Jean-Louis Curtis (May 22, 1917 - Nov. 11, 1995), pseudonym of Louis Laffitte, was a French novelist best known for his second novel The Forests of the Night (French: Les Forêts de la nuit), which won France's highest literary award the Prix Goncourt in 1947. He has authored over 30 novels.
Curtis was born in Orthez, Pyrénées-Atlantiques. He was one of the founders of the literary monthly La Table Ronde in 1948. He was elected to the French Academy in 1986.
Martin Seymour-Smith said of Curtis in the early 1980s:
He is one of the best of the 'conventional' novelists now writing in France, but is very uneven: he is not worried about originality of technique, and prefers to concentrate on what he can do well, which is to anatomize bourgeois societies and 'artistic' communities.
Les Forets de la nuit (1947; The Forests of the Night) - "acid portraits of those who played at being members of the Resistance" Winner of the Prix Goncourt 1947.
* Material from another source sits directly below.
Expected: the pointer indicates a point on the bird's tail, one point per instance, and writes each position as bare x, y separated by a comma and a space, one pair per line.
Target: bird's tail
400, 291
Gibier de Potence (1949; Lucifer's Dream) -"an acid picture of postwar Paris".
Chers corbeaux (1951) - "targets the Parisian bourgeoisie who had done well out of the Nazi occupation"
Les Justes Causes (1954; The Side of the Angels) about the liberation of Paris.
La Parade (1960) "a devastating satire on rich old provincial upper-class drones".
Le Jeune couple (1967) "dealt with the splendours and miseries of .. 'consumer society'".
Le Mauvais choix (1984) "attacked Christian bigotry. It is his only historical novel, set in the third century AD."